Design: Large archive file editor, file mapping - c++

I'm writing an editor for large archive files (see below) of 4GB+, in native&managed C++.
For accessing the files, I'm using file mapping (see below) like any sane person. This is absolutely great for reading data, but a problem arises in actually editing the archive.
File mapping does not allow resizing a file while it's being accessed, so I don't know how I should proceed when the user wants to insert new data in the file (which would exceed the file's original size, when it was mapped.)
Should I remap the whole thing every time? That's bound to be slow. However, I'd want to keep the editor real-time with exclusive file access, since that simplifies the programming a lot, and won't let the file get screwed by other applications while being modified. I wouldn't want to spend an eternity working on the editor; It's just a simple dev-tool for the actual project I'm working on.
So I'd like to hear how you've handled similar cases, and what other archiving software and especially other games do to solve this?
To clarify:
This is not a text file, I'm writing a specific binary archive file format. By which I mean a big file that contains many others, in directories. Custom archive files are very common in game usage for a number of reasons. With my format, I'm aiming to a similar (but somewhat simpler) structure as with Valve Software's GCF format - I would have used the GCF format as it is, but unfortunately no editor exists for the format, although there are many great implementations for reading them, like HLLib.
Accessing the file must be fast, as it is intended for storing game resources. So it's not a database. Database files would be contained inside it, along with GFX, SFX etc. files.
"File mapping" as talked here is a specific technique on the Windows platform, which allows direct access to a large file through creating "views" to parts of it, see here: http://msdn.microsoft.com/en-us/library/aa366556(VS.85).aspx - This technique allows minimal latency and memory usage and is a no-brainer for accessing any large files.
So this does not mean reading the whole 4GB file into memory, it's exactly the contrary.

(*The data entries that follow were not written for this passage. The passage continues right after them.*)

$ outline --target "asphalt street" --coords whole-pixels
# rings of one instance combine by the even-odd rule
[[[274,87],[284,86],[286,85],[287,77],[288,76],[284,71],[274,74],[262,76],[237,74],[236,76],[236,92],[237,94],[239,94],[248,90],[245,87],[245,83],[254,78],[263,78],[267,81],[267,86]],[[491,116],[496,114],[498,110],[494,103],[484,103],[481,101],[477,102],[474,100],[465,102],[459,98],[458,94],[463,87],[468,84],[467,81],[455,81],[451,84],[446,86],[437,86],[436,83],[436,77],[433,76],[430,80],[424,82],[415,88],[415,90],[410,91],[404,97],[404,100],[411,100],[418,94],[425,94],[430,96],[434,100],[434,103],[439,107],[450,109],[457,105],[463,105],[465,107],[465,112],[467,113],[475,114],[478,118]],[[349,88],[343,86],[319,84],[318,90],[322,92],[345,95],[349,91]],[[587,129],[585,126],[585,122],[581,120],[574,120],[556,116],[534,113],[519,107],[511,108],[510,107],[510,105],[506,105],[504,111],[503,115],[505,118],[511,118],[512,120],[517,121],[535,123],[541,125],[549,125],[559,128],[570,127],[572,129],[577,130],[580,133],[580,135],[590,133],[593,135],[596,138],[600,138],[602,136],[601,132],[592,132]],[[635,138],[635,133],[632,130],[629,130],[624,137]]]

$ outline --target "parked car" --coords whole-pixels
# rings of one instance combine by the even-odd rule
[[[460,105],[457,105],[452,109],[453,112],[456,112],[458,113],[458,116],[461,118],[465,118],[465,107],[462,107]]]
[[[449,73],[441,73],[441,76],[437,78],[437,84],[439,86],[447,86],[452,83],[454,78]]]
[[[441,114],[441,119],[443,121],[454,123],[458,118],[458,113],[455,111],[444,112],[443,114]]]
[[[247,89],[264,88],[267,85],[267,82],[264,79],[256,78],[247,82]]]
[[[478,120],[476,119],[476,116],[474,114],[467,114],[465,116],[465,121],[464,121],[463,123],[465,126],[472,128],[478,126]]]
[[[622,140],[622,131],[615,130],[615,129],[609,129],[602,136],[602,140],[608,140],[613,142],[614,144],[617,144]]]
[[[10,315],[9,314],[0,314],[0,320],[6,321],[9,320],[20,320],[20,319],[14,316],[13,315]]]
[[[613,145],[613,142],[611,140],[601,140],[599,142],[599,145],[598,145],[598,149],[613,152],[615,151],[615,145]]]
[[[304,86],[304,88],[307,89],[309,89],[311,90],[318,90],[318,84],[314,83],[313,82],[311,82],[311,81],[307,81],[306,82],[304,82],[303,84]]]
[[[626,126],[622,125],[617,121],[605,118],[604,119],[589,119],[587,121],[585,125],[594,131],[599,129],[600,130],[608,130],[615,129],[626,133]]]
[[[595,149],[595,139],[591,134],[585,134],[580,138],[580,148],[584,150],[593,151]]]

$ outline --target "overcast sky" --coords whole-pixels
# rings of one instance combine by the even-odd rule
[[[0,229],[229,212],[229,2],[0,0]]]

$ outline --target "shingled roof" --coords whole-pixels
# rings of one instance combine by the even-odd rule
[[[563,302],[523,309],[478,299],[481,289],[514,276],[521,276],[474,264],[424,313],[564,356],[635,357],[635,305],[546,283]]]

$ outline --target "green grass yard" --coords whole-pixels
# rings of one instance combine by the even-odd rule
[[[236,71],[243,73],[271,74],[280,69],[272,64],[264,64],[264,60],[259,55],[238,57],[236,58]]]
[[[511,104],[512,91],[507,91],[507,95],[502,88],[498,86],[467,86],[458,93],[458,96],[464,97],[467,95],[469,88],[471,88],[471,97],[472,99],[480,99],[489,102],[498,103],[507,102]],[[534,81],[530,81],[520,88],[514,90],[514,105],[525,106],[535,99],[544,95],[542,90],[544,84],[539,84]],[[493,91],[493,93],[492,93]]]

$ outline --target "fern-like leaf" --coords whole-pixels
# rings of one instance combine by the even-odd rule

What do you mean by 'editor software'? If this is a text file, have you tried existing production-quality editors, before writing your own? If it's a file storing binary data, have you considered using an RDBMS and manipulating its contents using SQL statements?
If you absolutely have to write this from scratch, I'm not sure that mmapping is the way to go. Mmapping a huge file will put a lot of pressure on your machine's VM system, and unless there are many editing operations all over the file its efficiency may lag behind a simple read/write scheme. Worse, as you say, you have problems when you want to extend the file.
Instead, maintain buffer windows to the file's data, which the user can modify. When the user decides to save the file, traverse sequentially the file and the edited buffers to create the new file image. If you have disk space it's easier to write a new file (especially if a buffer's size has changed), otherwise you need to be clever on how you read-ahead existing data, before you overwrite it with the new contents.
Alternatively, you can keep a journal of editing operations. When the user decides to save the file, perform a topological sort on the journal and play it on the existing file to create the new one.
For exclusive file access use the file locking of your operating system or implement application-level locking (if only your editor will touch these files). Depending on mmap for exclusive access constrains your implementation choices.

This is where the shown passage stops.